My thought is they don't want users knowing about the account existing. Additionally, is my understanding correct in that this user profile is created in order to perform the Deploy actions "temporarily"?
-Ken
Comments
Hi Ken,
This is intended behavior. it has to do with the Run As feature in Deploy. By default the Deploy User credentials are used. To avoid this behavior you would need to run the deployments as Local System. Still use the Deploy User credentials (this is required) but have the Run As set to Local System.
Keep in mind that some steps in packages in the Package Library are hard-coded to Run As Deploy User.
A profile does need to be created in order to execute deployments. The clean up procedures remove files that were used during the deployment but the actual Windows profile stays.
Thanks Shane, after testing a few of the different combinations I found out exactly what you described. To "clean up" the User Profile folder, I just created a quick package with a "Command" step to do a RMDIR, and having the "Run as" Local System as you had suggested.
Should work out just fine for the customer I think. Thanks again for the clarification and suggestions once again!
Well done, Ken.
Keep one thing in mind... deleting the directories will prevent the casual user from seeing the other user account profiles but the actual profile still exists in the registry. I'm sure you know this but I just wanted to mention it.
Agreed, that would be the more thorough method. Think I saw another discussion on the forums regarding a utility "Delprof2" that might fit the need too. Thanks again as we were able to cater to the customers needs just fine.

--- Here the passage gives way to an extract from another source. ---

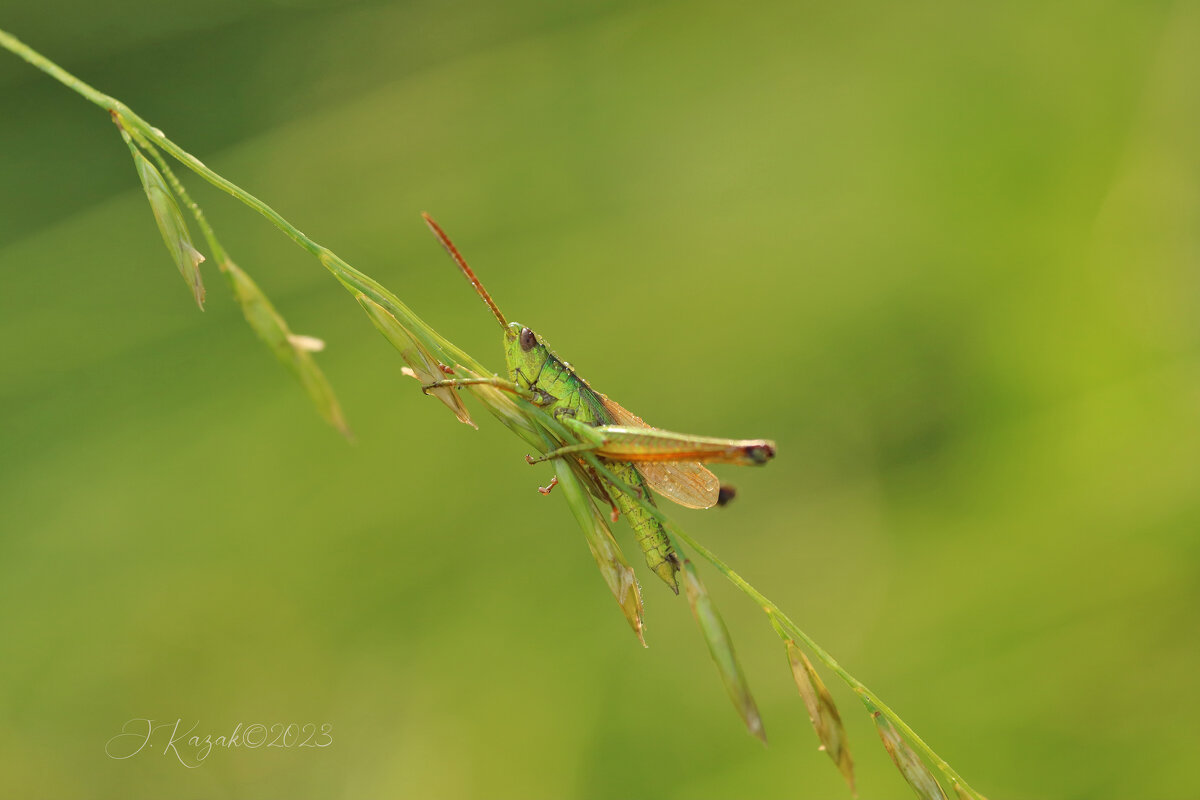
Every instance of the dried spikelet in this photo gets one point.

Bonus that we've sold them on moving forward with an Enterprise license of PDQ Deploy to boot.
Cheers
DelProf2 is a great tool. Thanks for everything, Ken.
HI,
We are in school enviroment, and we get lots of profiles in our computers.

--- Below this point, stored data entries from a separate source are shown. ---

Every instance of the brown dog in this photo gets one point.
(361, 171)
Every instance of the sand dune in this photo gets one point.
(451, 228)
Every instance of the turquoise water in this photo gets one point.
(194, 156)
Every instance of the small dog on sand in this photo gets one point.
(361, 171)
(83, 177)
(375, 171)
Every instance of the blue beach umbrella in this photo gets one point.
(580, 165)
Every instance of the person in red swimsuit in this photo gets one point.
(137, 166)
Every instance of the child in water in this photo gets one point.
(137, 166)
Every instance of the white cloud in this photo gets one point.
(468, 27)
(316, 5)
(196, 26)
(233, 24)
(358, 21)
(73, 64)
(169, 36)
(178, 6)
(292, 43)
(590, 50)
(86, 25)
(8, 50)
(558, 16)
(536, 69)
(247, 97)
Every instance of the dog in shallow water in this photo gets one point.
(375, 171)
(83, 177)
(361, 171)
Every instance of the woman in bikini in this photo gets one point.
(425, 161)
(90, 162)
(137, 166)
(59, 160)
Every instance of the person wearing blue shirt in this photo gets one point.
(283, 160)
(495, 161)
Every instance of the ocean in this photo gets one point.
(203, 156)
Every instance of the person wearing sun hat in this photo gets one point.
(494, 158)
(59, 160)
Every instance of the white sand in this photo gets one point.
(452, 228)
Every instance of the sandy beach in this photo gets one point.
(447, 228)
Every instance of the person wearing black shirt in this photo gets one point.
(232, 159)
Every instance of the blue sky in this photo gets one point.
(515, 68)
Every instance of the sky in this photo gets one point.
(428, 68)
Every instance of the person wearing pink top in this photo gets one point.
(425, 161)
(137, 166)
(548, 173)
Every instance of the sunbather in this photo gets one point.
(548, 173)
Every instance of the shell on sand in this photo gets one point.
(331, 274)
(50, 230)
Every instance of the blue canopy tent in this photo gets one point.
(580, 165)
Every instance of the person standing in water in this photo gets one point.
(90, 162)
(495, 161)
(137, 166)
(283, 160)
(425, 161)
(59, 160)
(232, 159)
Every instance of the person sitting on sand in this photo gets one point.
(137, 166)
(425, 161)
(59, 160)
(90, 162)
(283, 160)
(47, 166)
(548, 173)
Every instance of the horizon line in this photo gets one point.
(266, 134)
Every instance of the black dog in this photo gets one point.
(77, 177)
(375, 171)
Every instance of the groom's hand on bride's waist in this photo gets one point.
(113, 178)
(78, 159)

I have used DelProf2 to delete those time to time.
Now that we are using PDQ softwares (Inv and Deploy) is it possible to combine this userprofile deletion to those apps.??

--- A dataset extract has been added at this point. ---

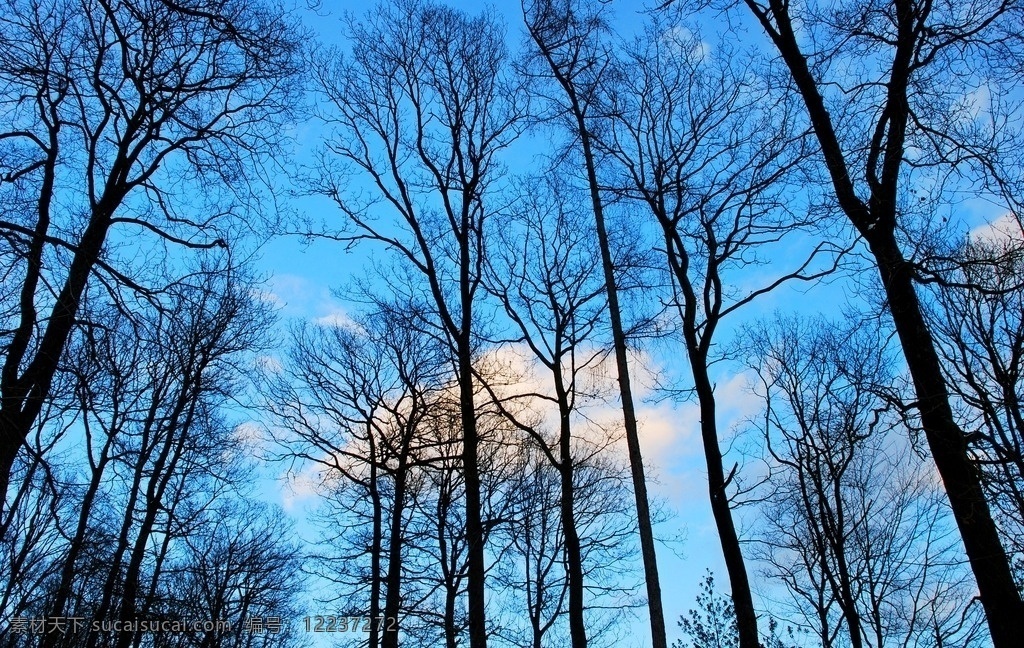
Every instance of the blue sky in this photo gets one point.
(301, 281)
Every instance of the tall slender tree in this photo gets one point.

Tried to add "custom tool" in PDQInventory, but it did not work (maybe cause need of elevated cmd and remote reg. service started automatic ??)
I have tried command line : C:\tools\Delprof2\DelProf2.exe /q /c:%TargetIPAddress%
Do you vise man know a workaround for this issue?
What am i doing wrong in "Custom Tool" ? Does it need a command, start ?
New to PDQ and trying to get delprof2.exe to work for us as well. We have multiple remote computers we need to remove old user profiles. Do we need to copy delprof2 to each computer in a folder to run or can it run from pdq machine? Any suggestions on getting to work would be appreciated. Thanks in advance
Yes, it will have to be on the local machine for this to work.
You could create a Custom Tool in Inventory to do the work, or create a Package in Deploy with a File Copy Step to put the delprof2.exe file on the target, and then a command step using the exe and the switches you require. That may be your best route. Using the Custom Tool approach is rather......ugly, but cool!
This works if you have Windows 8.1 or higher (Note, it may work on Windows 7, but I don't have 7 clients to test on):
That will delete the profile from the computer and can be run as a PDQ Deploy Powershell step in a package, or from the Tools menu in PDQ Inventory.
I know this is an old thread, but is there a way to delete the PDQ service account profile? I've tried the powershell method above but it fails because of locked files.